While The World is Flat may leave an executive thinking We have to be in Brazil and Russia and China and India yesterday! Pankaj emphasizes a more measured, sober approach to expanding globally. He also makes a good case for looking beyond the BRIC countries.

Pankaj argues that there are very few truly global companies. Most companies are going through a phase of semiglobalization in which “levels of cross-border integration are generally increasing and, in many instances, setting new records, but fall far short of complete integration and will continue to do so for decades.”
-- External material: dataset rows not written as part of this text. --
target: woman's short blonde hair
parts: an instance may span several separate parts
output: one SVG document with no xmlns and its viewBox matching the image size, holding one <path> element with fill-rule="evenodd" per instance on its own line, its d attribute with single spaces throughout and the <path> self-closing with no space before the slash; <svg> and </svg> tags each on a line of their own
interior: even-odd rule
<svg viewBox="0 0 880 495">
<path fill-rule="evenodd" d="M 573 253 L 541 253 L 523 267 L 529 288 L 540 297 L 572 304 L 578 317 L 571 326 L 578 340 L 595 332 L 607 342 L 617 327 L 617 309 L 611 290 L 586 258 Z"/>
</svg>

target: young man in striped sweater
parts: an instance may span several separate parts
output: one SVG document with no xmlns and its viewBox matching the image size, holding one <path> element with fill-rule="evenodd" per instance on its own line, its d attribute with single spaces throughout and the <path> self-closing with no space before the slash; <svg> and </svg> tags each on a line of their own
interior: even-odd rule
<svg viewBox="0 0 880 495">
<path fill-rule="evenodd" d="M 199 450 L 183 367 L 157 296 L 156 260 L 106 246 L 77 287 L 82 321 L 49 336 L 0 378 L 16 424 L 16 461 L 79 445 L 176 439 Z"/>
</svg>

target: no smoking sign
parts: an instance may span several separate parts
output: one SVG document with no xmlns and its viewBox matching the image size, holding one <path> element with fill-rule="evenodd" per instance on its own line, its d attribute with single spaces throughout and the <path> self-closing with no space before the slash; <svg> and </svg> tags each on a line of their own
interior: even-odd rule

Pankaj says that companies should ask themselves if they should even go global to begin with. At a minimum, he recommends that companies apply his “CAGE distance framework.” CAGE refers to the four types of distance that companies must overcome to succeed in a new market: Cultural, Administrative, Geographic, and Economic.

This is a dense book and it feels academic at times. But don’t let that stop you from reading it. It is an important book and could help many executives avoid a lot of headaches as they invest millions and millions in, say, Brazil or Russia or India or China.

Here is a blurb from a New York Times review:

Very few companies are globally global, Mr. Ghemawat observes. Even Toyota became No. 1 in autos by linking operations within the Americas, within Europe and within Asia, rather than across them. Definitions of region can vary — not just continents but trans-Atlantic, Greater China, trans-Indian Ocean, Eurasia — and Mr. Ghemawat examines a variety of regional hub strategies. But the latter, too, is no strategic panacea: regional platforms can grow into regional fiefdoms.

“Nobody has figured out the optimal way to organize a complex global economy,” he concludes. That is because no single optimal strategy exists. Companies are left to pursue what Mr. Ghemawat labels A.A.A:  — adaptation, aggregation, and arbitrage — or, in straightforward English, multiple variants of individual tailoring.